The programme, “OnTheBoard”, is being funded by GWSB trustee Linda Rabbitt, who founded Rand Construction, the largest women-owned construction company in the US. While the total amount of the donation is unknown, it is sufficient to guarantee four years of the programme. It will be run in collaboration with the International Women’s Forum, a network of female business leaders of which Ms Rabbitt is also a member.
Participants will receive advanced training in board-level leadership knowledge, including corporate finance, corporate strategy, crisis management, risk assessment and regulatory compliance. Mentoring will be a core part of the programme, led by IWF members with positions on corporate boards.
“The response thus far has been overwhelming. We have received 88 applications from amazing women, who are so accomplished we would be honoured to have nearly all of them in our programme,” says Doug Guthrie, dean of GWSB.
A committee, comprising two panellists from GWSB and two from IWF, will choose 15 to 20 candidates to join the programme later this month. Classes will be held in three separate sessions throughout the year, lasting three to four days, with the first session starting in February.
“Our plan is to have the programme run in perpetuity . . . We hope that this will be a successful programme that runs for a long time,” says Prof Guthrie, who although recognising that legislative action is sometimes necessary to improve the number of women on boards, can see difficulties.
“It is difficult to imagine a scenario in which legislative action like [quotas] would be feasible, at least at the federal level,” he says. “So, within this context, we have decided to contribute to solving the problem with the tools available to us.”
Deedee Corradini, president of the IWF, is hopeful that the programme will guarantee a 100 per cent placement rate on boards.
“Placement is a key issue,” she says. “It will break the mould of [existing] programmes.” In particular, Ms Corradini plans to leverage the support of existing IWF members, who are active in more than 51 nations. Many of them will be on board nomination committees, for example, which should prove to be an advantage, she says.
Across the Atlantic, business schools have also been tackling the lack of women executives on boards.
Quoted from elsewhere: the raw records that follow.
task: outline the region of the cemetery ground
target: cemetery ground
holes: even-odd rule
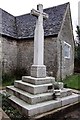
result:
[[[7,79],[8,77],[8,79]],[[5,89],[7,85],[13,85],[15,77],[12,78],[11,76],[5,75],[5,79],[2,81],[2,89]],[[71,75],[69,77],[66,77],[66,79],[63,80],[64,87],[69,87],[71,89],[80,90],[80,73],[75,73],[74,75]],[[1,88],[1,87],[0,87]],[[0,93],[0,100],[2,100],[2,109],[4,112],[11,118],[11,120],[28,120],[25,116],[22,116],[16,109],[14,109],[8,100],[9,95],[3,92],[3,94]],[[1,99],[2,98],[2,99]],[[1,103],[1,101],[0,101]],[[80,103],[78,105],[74,105],[73,107],[70,107],[68,109],[70,110],[61,110],[59,113],[54,114],[52,116],[48,115],[48,119],[54,120],[80,120]],[[65,113],[65,114],[63,114]],[[43,117],[43,120],[46,120],[47,117]],[[41,119],[42,120],[42,119]]]

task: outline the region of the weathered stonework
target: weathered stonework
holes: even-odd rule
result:
[[[58,50],[58,73],[57,78],[64,79],[74,72],[74,36],[71,23],[71,14],[67,7],[60,34],[57,40]],[[64,58],[64,41],[71,45],[70,59]]]
[[[17,42],[15,39],[2,37],[2,70],[12,72],[17,67]]]
[[[57,38],[49,37],[45,39],[44,63],[47,74],[56,77],[57,73]]]
[[[47,74],[56,76],[57,71],[57,38],[45,38],[44,40],[44,64],[47,67]],[[33,39],[20,40],[18,45],[18,67],[25,68],[29,74],[33,64]]]
[[[57,38],[45,38],[44,64],[47,75],[56,76],[57,72]],[[11,72],[17,67],[26,69],[30,75],[33,64],[33,39],[16,41],[2,38],[3,70]]]
[[[30,75],[31,65],[33,64],[33,40],[19,40],[17,42],[17,66],[25,68]]]
[[[0,37],[0,85],[2,85],[2,39]]]

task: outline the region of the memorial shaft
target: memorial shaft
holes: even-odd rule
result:
[[[48,18],[48,15],[43,12],[43,5],[41,4],[38,5],[37,10],[32,9],[31,14],[37,17],[34,32],[34,62],[31,67],[31,76],[45,77],[43,18]]]

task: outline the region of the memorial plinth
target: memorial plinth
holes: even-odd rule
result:
[[[46,66],[45,65],[32,65],[31,77],[36,77],[36,78],[46,77]]]

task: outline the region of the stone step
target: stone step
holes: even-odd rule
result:
[[[30,105],[15,96],[11,96],[9,99],[12,106],[17,108],[21,114],[27,117],[45,113],[55,108],[61,107],[61,101],[55,100]]]
[[[53,93],[42,93],[33,95],[18,88],[15,88],[14,86],[7,86],[6,90],[9,94],[18,97],[29,104],[36,104],[53,99]]]
[[[54,92],[57,98],[62,98],[62,97],[72,95],[72,90],[69,88],[63,88],[61,90],[54,90]]]
[[[80,102],[80,95],[72,93],[72,95],[61,98],[62,106]]]
[[[17,108],[21,114],[26,115],[27,117],[32,117],[34,115],[40,115],[42,113],[61,108],[63,106],[78,103],[80,102],[80,95],[72,94],[58,100],[50,100],[34,105],[30,105],[15,96],[11,96],[9,99],[13,107]]]
[[[31,76],[22,76],[22,81],[39,85],[39,84],[55,83],[55,78],[54,77],[34,78]]]
[[[32,94],[46,93],[46,92],[51,92],[53,90],[52,83],[42,84],[42,85],[33,85],[30,83],[26,83],[21,80],[18,80],[14,82],[14,86],[16,88],[19,88],[21,90],[24,90]]]

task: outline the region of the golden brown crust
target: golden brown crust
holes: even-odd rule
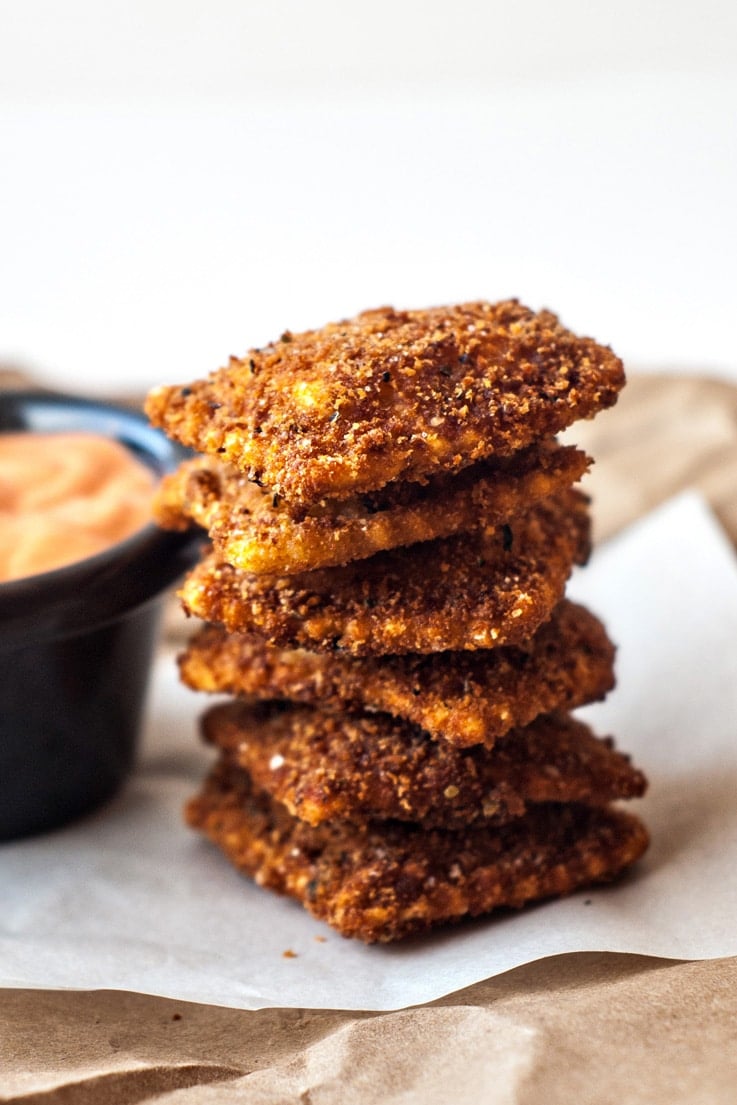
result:
[[[285,333],[146,403],[156,426],[292,503],[509,456],[611,406],[621,361],[516,300],[386,307]]]
[[[567,491],[510,524],[377,553],[341,568],[254,576],[215,557],[185,610],[282,648],[357,656],[493,648],[529,638],[589,552],[587,500]]]
[[[504,824],[531,802],[602,806],[645,790],[611,741],[565,714],[537,718],[491,752],[459,751],[388,714],[338,717],[310,706],[229,702],[202,724],[228,762],[310,825],[395,818],[461,829]]]
[[[194,690],[289,699],[342,710],[383,710],[460,747],[494,741],[538,714],[603,698],[614,646],[583,606],[564,600],[519,646],[425,656],[364,657],[287,651],[205,626],[179,658]]]
[[[418,541],[499,525],[584,475],[585,453],[545,442],[513,457],[481,461],[425,484],[327,500],[295,510],[215,457],[186,461],[159,490],[167,529],[196,522],[221,560],[257,574],[290,575],[359,560]]]
[[[259,885],[369,943],[609,881],[648,844],[631,814],[575,805],[539,805],[499,828],[457,832],[398,822],[314,828],[225,764],[189,803],[187,820]]]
Encouraged by Viviane Reding, EU commissioner of justice, business schools have published a list of women they deem to be “board ready”. At the last count, the list had more than 6,000 names, including business school alumni.
“I would be honoured for GWSB to be a part of such a movement if asked,” says Prof Guthrie.
“And I hope that our initiative will be viewed as a favourable pipeline for education and training that this group is seeking to identify. This is an important issue for all economies across the world, and we must all work to contribute to addressing the issue.”